El niño costalero
Ecos Del Rocio
L'enfant costalero
C'est l'histoire d'un enfant costalero
qui dormait une nuit sur cette place
au son de la "nana" sur le sol
de quarante et quelques paires d'alpargatas.
À la voix de mes valeureux costaleros,
dans les pas de mon grand-père je me réveillais,
j'étais petit et j'entendais : "Avec elle au ciel !"
et mes beaux se sont transformés en écailles,
dans la place de mon grand-père, mon père la portait,
serrant les dents, avec l'épaule chaude,
le capataz l'appelait.
"Allez les courageux, allons avec elle au ciel pour de vrai !"
Et la musique commençait à jouer "C'est ça !"
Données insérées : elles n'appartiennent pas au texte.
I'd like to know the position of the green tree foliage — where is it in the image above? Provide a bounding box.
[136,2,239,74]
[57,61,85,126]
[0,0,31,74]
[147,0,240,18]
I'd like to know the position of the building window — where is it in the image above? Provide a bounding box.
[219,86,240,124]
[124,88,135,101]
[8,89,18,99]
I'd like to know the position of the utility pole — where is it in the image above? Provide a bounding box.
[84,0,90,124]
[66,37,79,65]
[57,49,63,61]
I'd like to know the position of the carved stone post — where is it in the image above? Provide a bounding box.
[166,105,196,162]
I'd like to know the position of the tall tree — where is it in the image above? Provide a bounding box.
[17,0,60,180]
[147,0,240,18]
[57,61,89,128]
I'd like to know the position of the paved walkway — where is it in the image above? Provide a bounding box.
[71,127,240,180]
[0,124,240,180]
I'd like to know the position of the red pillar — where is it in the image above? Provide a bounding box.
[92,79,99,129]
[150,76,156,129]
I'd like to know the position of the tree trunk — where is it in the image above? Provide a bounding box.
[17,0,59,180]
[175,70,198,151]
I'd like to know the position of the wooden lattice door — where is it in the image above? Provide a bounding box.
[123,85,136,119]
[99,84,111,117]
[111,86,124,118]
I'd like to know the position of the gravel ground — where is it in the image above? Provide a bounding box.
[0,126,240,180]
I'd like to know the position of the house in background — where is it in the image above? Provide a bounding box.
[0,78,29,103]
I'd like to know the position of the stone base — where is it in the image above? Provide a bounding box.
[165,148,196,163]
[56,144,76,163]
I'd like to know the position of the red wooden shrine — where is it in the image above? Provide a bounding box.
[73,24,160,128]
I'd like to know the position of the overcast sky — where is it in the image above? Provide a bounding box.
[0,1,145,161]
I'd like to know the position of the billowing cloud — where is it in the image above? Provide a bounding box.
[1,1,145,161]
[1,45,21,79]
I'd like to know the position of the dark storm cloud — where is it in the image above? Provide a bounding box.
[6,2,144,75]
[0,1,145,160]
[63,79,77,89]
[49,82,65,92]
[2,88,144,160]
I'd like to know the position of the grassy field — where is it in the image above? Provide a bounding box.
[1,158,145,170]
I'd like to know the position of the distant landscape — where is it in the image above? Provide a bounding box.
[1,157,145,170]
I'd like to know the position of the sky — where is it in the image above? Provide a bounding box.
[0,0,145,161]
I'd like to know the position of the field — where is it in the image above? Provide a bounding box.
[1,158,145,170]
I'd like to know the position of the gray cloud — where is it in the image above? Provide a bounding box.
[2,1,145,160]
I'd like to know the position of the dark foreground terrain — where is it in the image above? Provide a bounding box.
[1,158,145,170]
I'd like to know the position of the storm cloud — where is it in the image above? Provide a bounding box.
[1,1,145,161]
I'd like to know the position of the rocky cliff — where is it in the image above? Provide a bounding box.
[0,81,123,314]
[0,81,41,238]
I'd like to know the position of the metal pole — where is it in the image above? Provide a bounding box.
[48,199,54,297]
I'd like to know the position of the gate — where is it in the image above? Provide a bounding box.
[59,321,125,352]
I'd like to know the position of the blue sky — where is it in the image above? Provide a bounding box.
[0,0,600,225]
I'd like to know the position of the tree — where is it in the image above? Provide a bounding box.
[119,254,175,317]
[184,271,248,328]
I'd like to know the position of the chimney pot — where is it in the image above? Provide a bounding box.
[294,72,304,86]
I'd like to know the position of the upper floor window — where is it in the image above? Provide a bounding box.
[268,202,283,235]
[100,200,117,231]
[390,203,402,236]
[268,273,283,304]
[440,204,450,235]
ils l'ont portée à la porte en l'air "Sur les pieds je la veux !"
on entendait la voix du capataz "Moins de pas !"
parmi les vivas et les applaudissements "Au ciel avec elle !"
un dit : "Je ne peux plus !" "Allez les courageux !"
pendant que pleure celui avec le pot d'eau "Allez avec elle au
ciel pour de vrai !"
Le capataz répète "Allons la bercer !"
et ils la bercent pour faire tomber les larmes
et les valeureux sèchent leur sueur sur les manches
et la bande revient, avec son air "endormi", encore une fois sur la place.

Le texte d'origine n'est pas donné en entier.